Most of the year’s best-selling books have been connected to the president in one way or another. (Then there are self-help books but, well, people need help.) Michael Wolff’s juicy insider account of Trump’s first year in office, Fire and Fury, has so far sold more than two and a half million copies in all formats, and Bob Woodward’s Fear sold 1.1 million copies in its first week alone — a record for Simon & Schuster. Fired FBI Director James Comey’s A Higher Loyalty, which took time out from upholding democratic norms to mock Trump’s small hands and orange skin, came in third among the tell-alls, selling a million copies since April.

Trump isn’t the first president who’s been good for the books. After John F. Kennedy told a reporter that he was a fan of James Bond, the spy novels leapt onto the bestseller list, and when Barack Obama included Lush Life on his summer vacation reading list, sales of the Richard Price novel doubled.
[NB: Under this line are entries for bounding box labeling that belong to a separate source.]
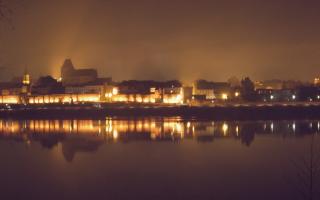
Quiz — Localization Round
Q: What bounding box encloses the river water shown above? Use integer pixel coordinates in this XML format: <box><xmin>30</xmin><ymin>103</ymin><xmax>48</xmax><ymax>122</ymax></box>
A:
<box><xmin>0</xmin><ymin>118</ymin><xmax>320</xmax><ymax>200</ymax></box>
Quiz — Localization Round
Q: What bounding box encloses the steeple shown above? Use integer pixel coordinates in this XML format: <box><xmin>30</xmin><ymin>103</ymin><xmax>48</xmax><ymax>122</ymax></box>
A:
<box><xmin>22</xmin><ymin>67</ymin><xmax>30</xmax><ymax>85</ymax></box>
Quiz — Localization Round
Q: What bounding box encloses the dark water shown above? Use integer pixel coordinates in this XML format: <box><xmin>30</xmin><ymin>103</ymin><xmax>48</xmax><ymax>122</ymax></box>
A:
<box><xmin>0</xmin><ymin>118</ymin><xmax>320</xmax><ymax>200</ymax></box>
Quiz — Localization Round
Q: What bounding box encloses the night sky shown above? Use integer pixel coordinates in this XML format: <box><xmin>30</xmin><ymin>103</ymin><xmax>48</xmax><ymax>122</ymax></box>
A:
<box><xmin>0</xmin><ymin>0</ymin><xmax>320</xmax><ymax>82</ymax></box>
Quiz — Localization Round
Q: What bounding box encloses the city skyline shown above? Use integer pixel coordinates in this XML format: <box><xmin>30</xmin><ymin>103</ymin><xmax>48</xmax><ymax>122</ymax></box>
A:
<box><xmin>0</xmin><ymin>0</ymin><xmax>320</xmax><ymax>82</ymax></box>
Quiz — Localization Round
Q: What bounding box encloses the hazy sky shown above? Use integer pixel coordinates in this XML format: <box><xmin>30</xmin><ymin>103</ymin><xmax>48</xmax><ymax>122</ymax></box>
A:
<box><xmin>0</xmin><ymin>0</ymin><xmax>320</xmax><ymax>81</ymax></box>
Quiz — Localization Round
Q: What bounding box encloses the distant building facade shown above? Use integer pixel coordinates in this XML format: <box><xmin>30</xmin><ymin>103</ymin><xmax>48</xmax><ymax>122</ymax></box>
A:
<box><xmin>61</xmin><ymin>59</ymin><xmax>98</xmax><ymax>86</ymax></box>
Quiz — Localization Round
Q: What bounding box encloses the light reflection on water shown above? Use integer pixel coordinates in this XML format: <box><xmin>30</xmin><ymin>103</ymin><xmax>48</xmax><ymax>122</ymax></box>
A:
<box><xmin>0</xmin><ymin>118</ymin><xmax>320</xmax><ymax>200</ymax></box>
<box><xmin>0</xmin><ymin>118</ymin><xmax>320</xmax><ymax>161</ymax></box>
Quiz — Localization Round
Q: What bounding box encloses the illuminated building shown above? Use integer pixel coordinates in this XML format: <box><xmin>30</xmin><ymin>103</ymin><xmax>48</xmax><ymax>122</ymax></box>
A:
<box><xmin>0</xmin><ymin>95</ymin><xmax>20</xmax><ymax>104</ymax></box>
<box><xmin>193</xmin><ymin>80</ymin><xmax>231</xmax><ymax>100</ymax></box>
<box><xmin>61</xmin><ymin>59</ymin><xmax>98</xmax><ymax>86</ymax></box>
<box><xmin>28</xmin><ymin>94</ymin><xmax>101</xmax><ymax>104</ymax></box>
<box><xmin>111</xmin><ymin>80</ymin><xmax>184</xmax><ymax>104</ymax></box>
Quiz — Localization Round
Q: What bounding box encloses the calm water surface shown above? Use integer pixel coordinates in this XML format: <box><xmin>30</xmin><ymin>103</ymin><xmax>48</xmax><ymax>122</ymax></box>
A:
<box><xmin>0</xmin><ymin>118</ymin><xmax>320</xmax><ymax>200</ymax></box>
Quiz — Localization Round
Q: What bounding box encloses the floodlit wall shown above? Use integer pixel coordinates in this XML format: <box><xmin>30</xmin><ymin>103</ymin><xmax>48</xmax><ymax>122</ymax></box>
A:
<box><xmin>0</xmin><ymin>95</ymin><xmax>20</xmax><ymax>104</ymax></box>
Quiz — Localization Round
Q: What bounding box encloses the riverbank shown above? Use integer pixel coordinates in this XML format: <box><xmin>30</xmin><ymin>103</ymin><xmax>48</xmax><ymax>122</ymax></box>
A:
<box><xmin>0</xmin><ymin>103</ymin><xmax>320</xmax><ymax>120</ymax></box>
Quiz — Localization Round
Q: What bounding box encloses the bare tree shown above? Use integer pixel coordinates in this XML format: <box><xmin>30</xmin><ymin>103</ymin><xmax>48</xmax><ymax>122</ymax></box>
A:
<box><xmin>290</xmin><ymin>134</ymin><xmax>320</xmax><ymax>200</ymax></box>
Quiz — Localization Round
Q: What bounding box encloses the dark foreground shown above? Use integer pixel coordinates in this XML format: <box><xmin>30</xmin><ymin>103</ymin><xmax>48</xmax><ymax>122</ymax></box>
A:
<box><xmin>0</xmin><ymin>104</ymin><xmax>320</xmax><ymax>120</ymax></box>
<box><xmin>0</xmin><ymin>118</ymin><xmax>320</xmax><ymax>200</ymax></box>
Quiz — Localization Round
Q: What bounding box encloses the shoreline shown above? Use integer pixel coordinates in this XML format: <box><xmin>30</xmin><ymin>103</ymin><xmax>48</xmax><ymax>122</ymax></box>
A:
<box><xmin>0</xmin><ymin>104</ymin><xmax>320</xmax><ymax>121</ymax></box>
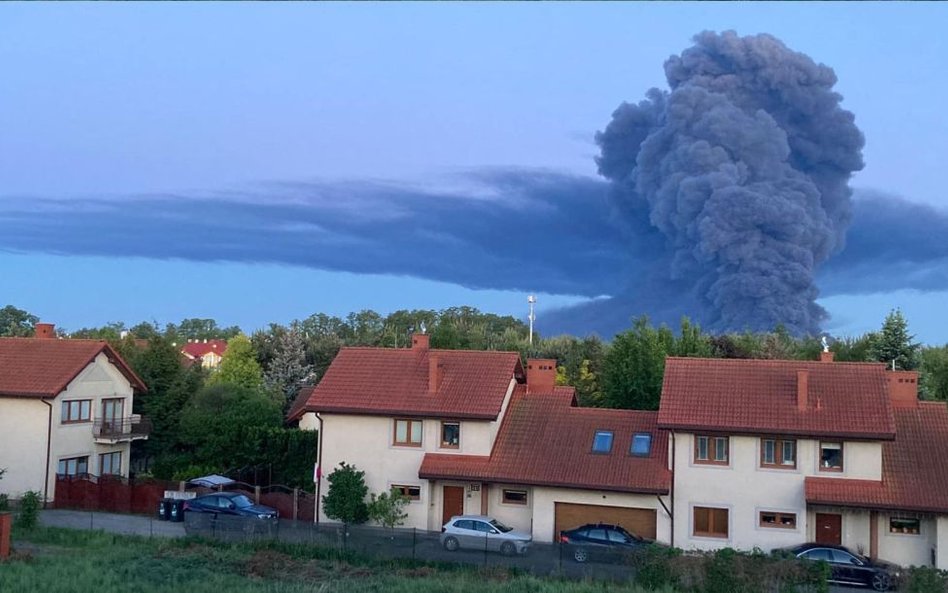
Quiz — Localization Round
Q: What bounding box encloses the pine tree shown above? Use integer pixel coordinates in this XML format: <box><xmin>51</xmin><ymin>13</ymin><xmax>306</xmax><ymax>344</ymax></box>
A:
<box><xmin>869</xmin><ymin>309</ymin><xmax>919</xmax><ymax>371</ymax></box>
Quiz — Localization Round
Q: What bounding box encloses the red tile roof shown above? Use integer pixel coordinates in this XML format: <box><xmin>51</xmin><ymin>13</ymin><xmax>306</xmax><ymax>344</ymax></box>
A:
<box><xmin>418</xmin><ymin>385</ymin><xmax>671</xmax><ymax>494</ymax></box>
<box><xmin>181</xmin><ymin>340</ymin><xmax>227</xmax><ymax>358</ymax></box>
<box><xmin>658</xmin><ymin>358</ymin><xmax>895</xmax><ymax>439</ymax></box>
<box><xmin>806</xmin><ymin>402</ymin><xmax>948</xmax><ymax>512</ymax></box>
<box><xmin>289</xmin><ymin>348</ymin><xmax>523</xmax><ymax>420</ymax></box>
<box><xmin>0</xmin><ymin>338</ymin><xmax>147</xmax><ymax>397</ymax></box>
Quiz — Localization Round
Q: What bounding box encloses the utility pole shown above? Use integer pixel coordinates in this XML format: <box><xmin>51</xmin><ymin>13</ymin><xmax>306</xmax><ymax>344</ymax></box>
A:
<box><xmin>527</xmin><ymin>294</ymin><xmax>537</xmax><ymax>347</ymax></box>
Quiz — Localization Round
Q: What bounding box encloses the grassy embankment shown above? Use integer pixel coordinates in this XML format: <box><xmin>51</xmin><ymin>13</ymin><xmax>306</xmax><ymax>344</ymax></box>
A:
<box><xmin>0</xmin><ymin>527</ymin><xmax>674</xmax><ymax>593</ymax></box>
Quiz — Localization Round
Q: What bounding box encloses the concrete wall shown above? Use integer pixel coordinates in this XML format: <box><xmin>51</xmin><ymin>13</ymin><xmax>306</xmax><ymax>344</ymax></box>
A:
<box><xmin>0</xmin><ymin>397</ymin><xmax>49</xmax><ymax>498</ymax></box>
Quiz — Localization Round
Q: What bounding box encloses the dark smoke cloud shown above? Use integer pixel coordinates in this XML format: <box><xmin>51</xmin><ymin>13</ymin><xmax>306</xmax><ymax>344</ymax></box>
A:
<box><xmin>596</xmin><ymin>32</ymin><xmax>863</xmax><ymax>334</ymax></box>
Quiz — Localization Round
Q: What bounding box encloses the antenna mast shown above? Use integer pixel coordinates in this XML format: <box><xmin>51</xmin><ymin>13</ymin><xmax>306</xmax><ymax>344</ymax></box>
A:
<box><xmin>527</xmin><ymin>294</ymin><xmax>537</xmax><ymax>346</ymax></box>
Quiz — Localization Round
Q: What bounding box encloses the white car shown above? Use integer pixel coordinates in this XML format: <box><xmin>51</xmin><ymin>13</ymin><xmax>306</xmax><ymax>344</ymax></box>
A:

Under Trump, sales have grown by double-digits each year — up 32% through November compared to the same period in 2017 — whereas they fell off rapidly in Obama’s second year. The volume of published political books hasn’t grown, but sales have exploded — 4.2 million copies so far this year compared to 2.7 million in 2010. “And the contents are different,” Risbridger added. The big sellers under Obama were Bush’s memoir and Game Change, about the 2008 campaign. This year’s blockbusters were ripped from (and fed) the headlines — and all of them were about you-know-who.